Comme le fait remarquer Binet, des parties d’un individu, des qualités physiques ou morales peuvent aussi agir comme fétiches sur une personne du sexe opposé, si la vue de ces parties de l’individu coïncide accidentellement avec une excitation sexuelle ou si elle en provoque une.

C’est un fait établi par l’expérience que cette association d’idées dépend du hasard, que l’objet fétiche peut être très varié, et qu’il en résulte les sympathies les plus étranges de même que les antipathies les plus curieuses.
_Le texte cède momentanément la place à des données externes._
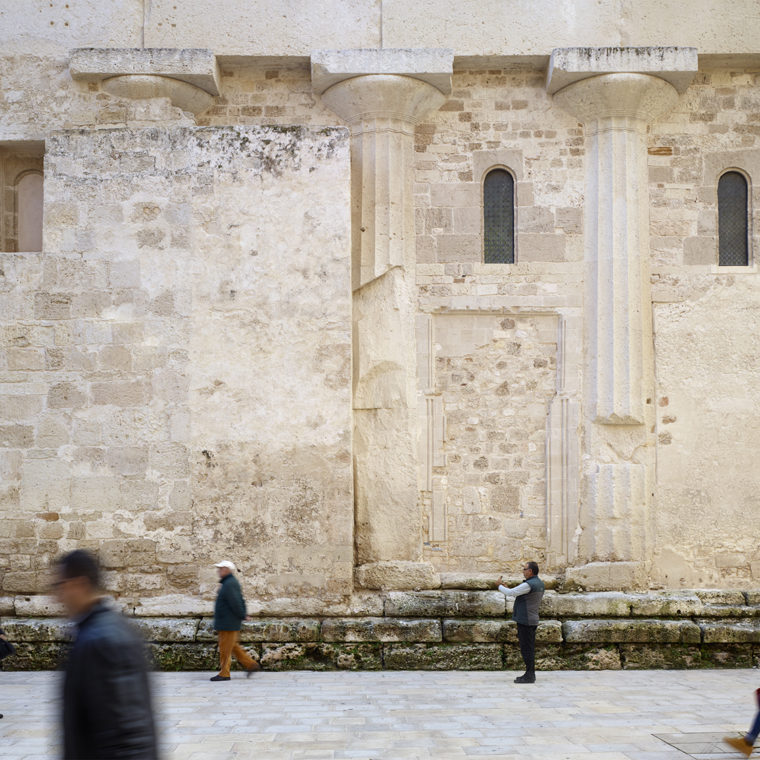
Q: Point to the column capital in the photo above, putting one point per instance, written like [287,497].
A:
[431,65]
[639,97]
[366,85]
[676,65]
[188,77]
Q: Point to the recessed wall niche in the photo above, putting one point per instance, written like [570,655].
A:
[21,196]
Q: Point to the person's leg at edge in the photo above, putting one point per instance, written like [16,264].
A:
[242,656]
[226,643]
[745,743]
[526,635]
[754,732]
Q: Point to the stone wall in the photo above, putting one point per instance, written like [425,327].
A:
[447,630]
[176,364]
[706,326]
[263,28]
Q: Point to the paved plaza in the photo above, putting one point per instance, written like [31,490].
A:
[606,715]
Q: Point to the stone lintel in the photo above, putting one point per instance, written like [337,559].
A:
[431,65]
[194,66]
[676,65]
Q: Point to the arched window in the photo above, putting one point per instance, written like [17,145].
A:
[29,211]
[499,217]
[733,226]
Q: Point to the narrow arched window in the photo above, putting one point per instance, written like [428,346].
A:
[499,217]
[733,226]
[29,212]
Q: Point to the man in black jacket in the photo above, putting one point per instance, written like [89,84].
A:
[528,596]
[229,613]
[106,695]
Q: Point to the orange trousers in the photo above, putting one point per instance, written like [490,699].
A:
[229,645]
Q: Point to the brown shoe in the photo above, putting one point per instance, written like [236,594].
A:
[740,744]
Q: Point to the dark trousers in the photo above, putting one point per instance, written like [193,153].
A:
[526,635]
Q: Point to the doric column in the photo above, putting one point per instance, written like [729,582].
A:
[616,93]
[382,95]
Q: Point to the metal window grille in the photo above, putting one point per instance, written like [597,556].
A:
[499,217]
[733,237]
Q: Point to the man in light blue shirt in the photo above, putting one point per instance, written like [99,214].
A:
[528,597]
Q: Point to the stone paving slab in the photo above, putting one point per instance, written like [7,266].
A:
[305,715]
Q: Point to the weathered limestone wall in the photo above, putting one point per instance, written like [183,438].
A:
[499,346]
[706,338]
[176,377]
[470,27]
[447,630]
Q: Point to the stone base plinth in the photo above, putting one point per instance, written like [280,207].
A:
[452,630]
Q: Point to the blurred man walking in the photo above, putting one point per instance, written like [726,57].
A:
[229,613]
[107,709]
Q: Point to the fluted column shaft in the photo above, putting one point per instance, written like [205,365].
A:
[616,109]
[382,110]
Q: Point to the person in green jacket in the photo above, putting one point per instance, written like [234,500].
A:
[528,596]
[229,613]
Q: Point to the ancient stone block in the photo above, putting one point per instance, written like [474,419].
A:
[727,655]
[66,396]
[120,393]
[468,581]
[445,604]
[25,358]
[38,605]
[178,605]
[596,604]
[135,553]
[660,656]
[186,656]
[618,631]
[36,656]
[321,657]
[271,630]
[397,575]
[52,306]
[167,629]
[381,629]
[24,581]
[735,631]
[497,631]
[442,657]
[666,605]
[16,436]
[721,596]
[566,657]
[37,629]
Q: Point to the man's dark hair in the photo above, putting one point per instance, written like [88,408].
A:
[80,564]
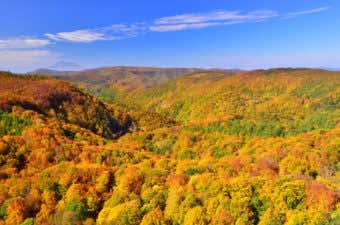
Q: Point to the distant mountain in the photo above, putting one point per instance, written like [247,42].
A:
[284,95]
[45,71]
[65,66]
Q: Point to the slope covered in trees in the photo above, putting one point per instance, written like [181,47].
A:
[213,169]
[274,102]
[111,82]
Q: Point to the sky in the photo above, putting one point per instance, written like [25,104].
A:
[178,33]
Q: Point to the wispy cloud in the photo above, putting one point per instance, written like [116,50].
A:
[306,12]
[217,18]
[23,43]
[114,32]
[175,23]
[21,58]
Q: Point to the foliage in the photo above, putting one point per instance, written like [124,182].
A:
[265,152]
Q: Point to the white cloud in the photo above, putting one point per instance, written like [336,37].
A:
[23,43]
[12,58]
[78,36]
[114,32]
[306,12]
[219,18]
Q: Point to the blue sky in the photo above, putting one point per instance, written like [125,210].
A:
[177,33]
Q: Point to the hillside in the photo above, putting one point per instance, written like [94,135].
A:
[63,101]
[259,147]
[112,81]
[286,101]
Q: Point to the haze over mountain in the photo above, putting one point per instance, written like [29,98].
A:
[206,147]
[185,141]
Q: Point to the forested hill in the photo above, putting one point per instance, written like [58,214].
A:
[59,99]
[262,102]
[209,147]
[113,80]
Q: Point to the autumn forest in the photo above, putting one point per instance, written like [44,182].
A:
[153,146]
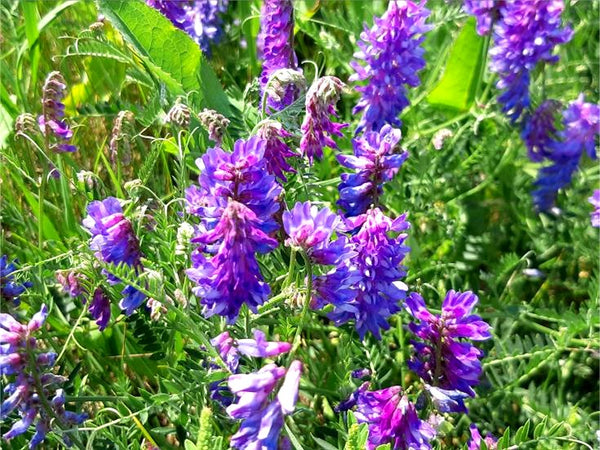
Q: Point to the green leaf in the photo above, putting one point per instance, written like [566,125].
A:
[458,85]
[169,53]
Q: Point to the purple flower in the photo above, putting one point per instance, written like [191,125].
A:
[377,269]
[232,276]
[115,242]
[276,150]
[375,161]
[262,419]
[392,56]
[200,19]
[9,290]
[595,215]
[485,11]
[20,357]
[580,127]
[441,359]
[526,34]
[53,111]
[317,128]
[275,44]
[392,418]
[475,442]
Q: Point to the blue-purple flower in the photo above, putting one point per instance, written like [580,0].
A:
[317,127]
[51,121]
[443,357]
[595,215]
[21,358]
[389,59]
[10,291]
[275,45]
[393,419]
[200,19]
[376,270]
[115,242]
[262,417]
[526,34]
[376,160]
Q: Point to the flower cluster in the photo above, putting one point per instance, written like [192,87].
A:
[595,215]
[392,56]
[236,201]
[375,161]
[276,150]
[376,272]
[201,19]
[580,127]
[526,34]
[51,121]
[392,418]
[317,128]
[442,360]
[34,392]
[276,48]
[9,290]
[262,419]
[115,242]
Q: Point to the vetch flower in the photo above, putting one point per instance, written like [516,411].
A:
[275,44]
[393,419]
[377,270]
[389,59]
[262,418]
[375,161]
[595,215]
[317,127]
[526,34]
[29,370]
[10,291]
[443,358]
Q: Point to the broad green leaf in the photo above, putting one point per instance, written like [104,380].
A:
[169,53]
[458,85]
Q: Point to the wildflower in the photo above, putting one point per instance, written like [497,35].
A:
[53,111]
[275,43]
[392,56]
[595,215]
[115,242]
[30,367]
[485,11]
[375,161]
[317,128]
[475,443]
[392,418]
[262,419]
[216,124]
[377,269]
[276,150]
[9,290]
[525,35]
[441,359]
[580,127]
[200,19]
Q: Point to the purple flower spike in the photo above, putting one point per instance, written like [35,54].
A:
[317,128]
[375,161]
[526,34]
[392,418]
[9,290]
[392,56]
[595,201]
[441,359]
[475,442]
[377,272]
[275,44]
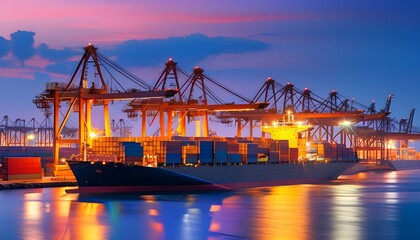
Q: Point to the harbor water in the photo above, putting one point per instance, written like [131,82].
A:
[370,205]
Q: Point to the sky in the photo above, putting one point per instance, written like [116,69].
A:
[363,49]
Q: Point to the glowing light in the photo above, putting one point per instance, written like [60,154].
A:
[153,212]
[30,137]
[345,123]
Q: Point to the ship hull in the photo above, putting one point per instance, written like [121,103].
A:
[116,177]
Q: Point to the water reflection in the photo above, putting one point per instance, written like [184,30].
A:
[363,206]
[347,213]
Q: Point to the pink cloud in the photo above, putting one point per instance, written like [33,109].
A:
[37,62]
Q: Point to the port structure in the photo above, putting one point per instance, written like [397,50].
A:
[194,102]
[335,119]
[80,95]
[187,97]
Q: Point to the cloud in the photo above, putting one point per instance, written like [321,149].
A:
[188,50]
[20,56]
[22,44]
[4,47]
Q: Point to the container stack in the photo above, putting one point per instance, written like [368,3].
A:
[172,152]
[108,146]
[294,154]
[251,153]
[220,152]
[18,168]
[233,152]
[325,150]
[190,154]
[283,146]
[205,149]
[133,152]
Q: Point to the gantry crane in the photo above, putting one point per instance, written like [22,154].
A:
[82,93]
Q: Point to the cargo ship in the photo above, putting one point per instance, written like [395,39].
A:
[197,164]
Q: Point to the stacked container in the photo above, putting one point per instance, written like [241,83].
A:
[172,152]
[133,152]
[233,152]
[294,154]
[17,168]
[220,152]
[283,146]
[190,154]
[206,151]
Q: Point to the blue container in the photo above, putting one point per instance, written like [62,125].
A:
[273,157]
[234,158]
[173,158]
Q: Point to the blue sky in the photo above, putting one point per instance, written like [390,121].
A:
[363,49]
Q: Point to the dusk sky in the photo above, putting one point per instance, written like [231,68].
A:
[363,49]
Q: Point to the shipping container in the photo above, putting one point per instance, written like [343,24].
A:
[274,157]
[220,152]
[206,152]
[15,168]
Ce fait physiologique du fétichisme explique les sympathies individuelles entre homme et femme, la préférence qu’on donne à une personne déterminée sur toutes les autres du même sexe. Comme le fétiche ne représente qu’un symbole individuel, il est évident que son impression ne peut se produire que sur un individu déterminé. Il évoque de très fortes sensations de plaisir ; par suite il fait, par un trompe-l’œil, disparaître les défauts de l’objet aimé – (l’amour rend aveugle) – et provoque une exaltation fondée sur l’impression individuelle, exaltation qui paraît aux autres inexplicable et même ridicule. On s’explique ainsi que l’homme calme ne puisse pas comprendre l’amoureux qui idolâtre la personne aimée, en fait un véritable culte et lui attribue des qualités que celle-ci, vue objectivement, ne possède nullement. Ainsi s’explique également le fait que l’amour devient plus qu’une passion, qu’il se présente comme un état psychique exceptionnel dans lequel l’impossible paraît possible, le laid semble beau, le vulgaire sublime, état dans lequel tout autre intérêt et tout autre devoir disparaissent.

Tarde (Archives de l’anthropologie criminelle, 5e année, nº 3) fait judicieusement ressortir que, non seulement chez les individus mais aussi chez les nations, le fétiche peut être différent, mais que l’idéal général de la beauté reste toujours le même chez les peuples civilisés de la même époque.